Change Password Using CMD: Command Line Access Management

Change a Windows password using CMD

Most people change a Windows password through Settings, but there’s a faster route that IT pros reach for every day: a single command. Changing a password from the Command Prompt is quick, scriptable, and handy when the usual menus are slow or unavailable. We at GetMyPassword show you exactly how, including the privacy trick that keeps your new password off the screen and the one requirement that trips people up.

Change a Windows password with net user
Changing a Windows password with the net user command.

Open Command Prompt as administrator

This is the step everyone forgets — and without it the command fails. Type cmd into the Start menu, right-click Command Prompt, and choose Run as administrator. A standard user account can’t change the password for other accounts, so the admin prompt is essential.

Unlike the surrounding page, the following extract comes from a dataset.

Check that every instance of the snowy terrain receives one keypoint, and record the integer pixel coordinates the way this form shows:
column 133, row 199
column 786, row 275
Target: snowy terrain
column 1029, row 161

Change the password with net user

  1. Type net user and press Enter to list every account on the PC.
  2. Run net user username newpassword, replacing username with the account name and newpassword with the password you want.
  3. Press Enter — you’ll see “The command completed successfully.”

If the account name has a space in it, wrap it in quotes: net user "John Smith" newpassword.

Keep the password off the screen

Typing a password in plain text where someone could read it isn’t ideal. For privacy, replace the password with an asterisk: net user username *. Windows then prompts you to type the new password twice, hidden from view. It’s a small change that makes the command far safer to use over someone’s shoulder.

An “Access denied” message almost always means the Command Prompt wasn’t opened as administrator. Close it, reopen with Run as administrator, and try again.

A note for Microsoft accounts

The net user command works on local Windows accounts. If you sign in with a Microsoft account, its password lives online, so you change it at account.microsoft.com rather than in CMD. Not sure which you have? If you log in with an email address, it’s a Microsoft account.

Choose a strong replacement

The command makes it easy to set any password — so make it a good one rather than something memorable-but-weak. Generate a long, random password with our password generator and confirm its strength with the strength checker before you set it. For the reasoning behind what counts as strong, see our guide on what makes a strong password.

Frequently asked questions

How do I change a Windows password using CMD?

Open Command Prompt as administrator, type net user to list accounts, then run net user username newpassword. Press Enter and you’ll see a success message.

Why do I get “Access denied” with net user?

You didn’t open Command Prompt as administrator. Standard accounts can’t change other users’ passwords, so reopen it with Run as administrator.

Can I change a Microsoft account password with CMD?

No. The net user command only works on local accounts. A Microsoft account password is stored online and must be changed at account.microsoft.com.